Richtlijn
Traumagerelateerde problemen

Kernaanbevelingen
- Heb oog voor de impact die ingrijpende gebeurtenissen kunnen hebben op het psychisch welbevinden van kinderen en hun naasten. Traumagerelateerde problemen komen vaak voor na een ingrijpende gebeurtenis, maar worden lang niet altijd herkend.
- Vraag aan elk kind binnen de jeugdhulp en jeugdbescherming of die ingrijpende gebeurtenissen heeft meegemaakt, en welke. Bevraag dit actief en met enige regelmaat, want kinderen beginnen hier niet makkelijk uit zichzelf over. Laat dit onderwerp bijvoorbeeld halfjaarlijks of jaarlijks terugkomen. Breng daarnaast eventuele normale of zorgwekkende stressreacties in kaart.

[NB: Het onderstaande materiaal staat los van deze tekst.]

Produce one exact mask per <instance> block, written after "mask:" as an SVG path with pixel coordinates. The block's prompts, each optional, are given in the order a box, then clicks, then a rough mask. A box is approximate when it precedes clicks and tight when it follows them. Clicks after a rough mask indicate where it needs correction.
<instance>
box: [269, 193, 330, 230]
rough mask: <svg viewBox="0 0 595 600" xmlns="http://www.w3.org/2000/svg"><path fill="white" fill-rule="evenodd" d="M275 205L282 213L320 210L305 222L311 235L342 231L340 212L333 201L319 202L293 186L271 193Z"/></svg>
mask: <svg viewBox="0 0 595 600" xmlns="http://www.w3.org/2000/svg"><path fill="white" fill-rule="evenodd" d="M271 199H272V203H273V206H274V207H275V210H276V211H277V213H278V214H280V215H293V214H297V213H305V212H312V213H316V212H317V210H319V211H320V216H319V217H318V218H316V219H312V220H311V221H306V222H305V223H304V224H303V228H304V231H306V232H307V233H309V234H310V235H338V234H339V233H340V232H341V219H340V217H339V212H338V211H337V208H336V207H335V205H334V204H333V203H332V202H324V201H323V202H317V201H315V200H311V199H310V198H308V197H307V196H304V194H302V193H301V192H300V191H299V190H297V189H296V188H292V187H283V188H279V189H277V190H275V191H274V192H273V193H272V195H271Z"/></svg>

- Wanneer een kind – of een van de naasten – in vertrouwen vertelt dat die een ingrijpende gebeurtenis heeft meegemaakt en toestemming geeft om dit nader in kaart te brengen, gebruik dan korte screeningsvragenlijsten. Voor ingrijpende gebeurtenissen wordt de LEC-5 (Life Events Checklist voor de DSM-5) aanbevolen, voor traumagerelateerde symptomen de CRIES-13 (Children’s Revised Impact of Event Scale), voor psychisch functioneren de SDQ (Strengths and Difficulties Questionnaire). Breng met ouders en het kind beschermende factoren en risicofactoren in kaart en beoordeel of ondersteunende interventies nodig zijn.
- Geef psycho-educatie aan het kind en belangrijke anderen, zoals ouders, broers, zussen, grootouders en leerkrachten. Sluit aan bij de behoeften, de leeftijd en het ontwikkelingsniveau van het kind. Geef uitleg over stressreacties die vaak voorkomen na een ingrijpende gebeurtenis, en hoe hiermee om te gaan. Wees bemoedigend en realistisch in je boodschap naar het kind en ouders over de mogelijkheden van herstel en een eventuele behandeling.
- Begeleid ouders bij het herstellen van de veiligheid en structuur in het gezin. Stimuleer hen om thuis en op school een dagelijkse routine aan te houden, gezond slaapgedrag te bevorderen, met het kind plezierige activiteiten te ondernemen en hun kind probleemoplossende vaardigheden aan te leren. Ondersteun het gezin bij het aanwenden van hulp uit het netwerk en ondersteun ouders bij het reguleren van hun eigen reacties, al dan niet met hulp van een jeugdprofessional.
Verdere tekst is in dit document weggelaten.